The European Union’s plan to impose import duties on low-priced goods could significantly impact fast-fashion giants Shein and Temu. Both companies, known for offering trendy clothing at rock-bottom prices, could face major challenges if the proposed tariffs come into force.

Currently, the duty threshold is €150 in the EU and £135 (€159) in the UK, which allows retailers like Shein to ship products directly from overseas to customers in those markets without paying import duties.

The new import tariffs proposed by the EU aim to provide a level playing field for European retailers who have to compete with the influx of cheap imports. Shein and Temu, which both rely heavily on low-cost production and lean, mainly China-based supply chains, have succeeded by bypassing traditional retail models and selling directly to consumers at minimal cost. This strategy has allowed them to dominate the fast fashion market in particular.

However, the introduction of import duties could thwart this business model. Higher tariffs would inevitably lead to higher consumer prices, which could undermine the competitive advantage that Shein and Temu have built up.

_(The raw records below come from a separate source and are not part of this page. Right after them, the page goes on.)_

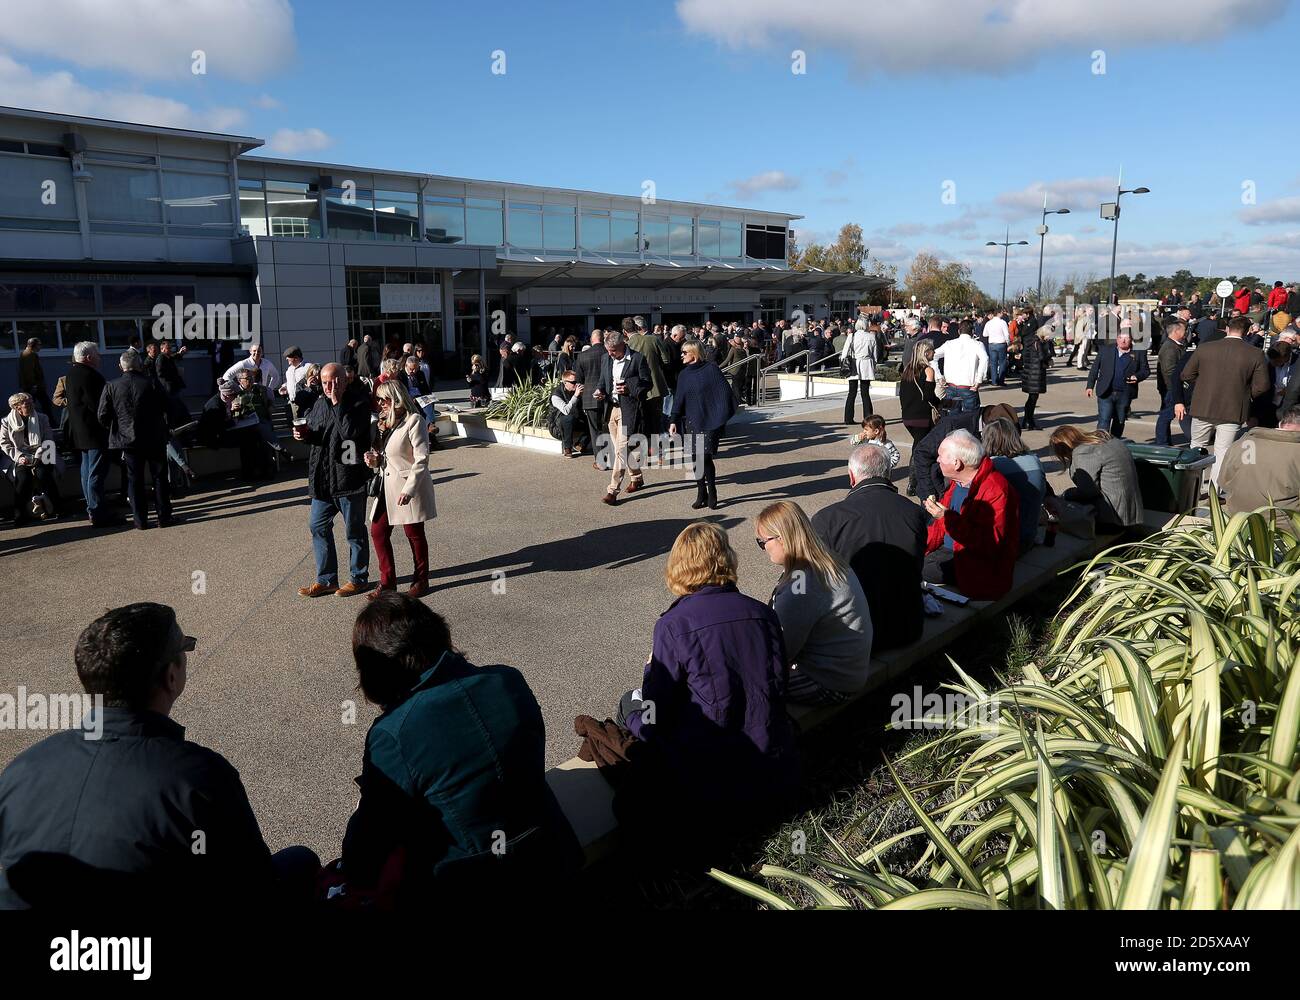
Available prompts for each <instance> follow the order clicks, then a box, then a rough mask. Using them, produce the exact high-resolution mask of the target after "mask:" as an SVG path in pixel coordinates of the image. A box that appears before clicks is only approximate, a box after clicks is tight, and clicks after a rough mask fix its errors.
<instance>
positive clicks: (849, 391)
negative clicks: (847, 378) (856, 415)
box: [841, 319, 880, 424]
mask: <svg viewBox="0 0 1300 1000" xmlns="http://www.w3.org/2000/svg"><path fill="white" fill-rule="evenodd" d="M841 358H846V359H849V362H850V363H852V371H850V372H849V398H848V399H845V401H844V423H845V424H852V423H854V420H853V397H854V394H855V393H857V391H858V390H861V391H862V419H863V420H866V419H867V417H868V416H871V415H872V414H874V412H875V410H874V408H872V407H871V380H872V378H875V377H876V362H878V360H880V359H879V358H878V356H876V334H875V333H872V332H871V330H868V329H867V321H866V320H863V319H859V320H858V321H857V324H855V325H854V328H853V336H852V337H849V338H848V339H846V341H845V342H844V352H842V354H841Z"/></svg>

Furthermore, the new import tariffs reflect the EU’s general concern about ultra-fashion’s environmental and social impact. The fashion industry is one of the world’s biggest polluters, and the rapid sale of cheap clothing exacerbates waste and environmental degradation. By introducing tariffs, the EU wants to promote more sustainable consumption patterns and support local businesses that adhere to stricter environmental standards.

It will be crucial for Shein and Temu to adapt to these changes. They may need to consider alternative strategies, such as diversifying their supply chains, investing in more sustainable practices or finding ways to absorb some additional costs to remain competitive. Companies’ responses to these challenges will vary. For Shein, the new situation may also put the planned IPO in London on the brink.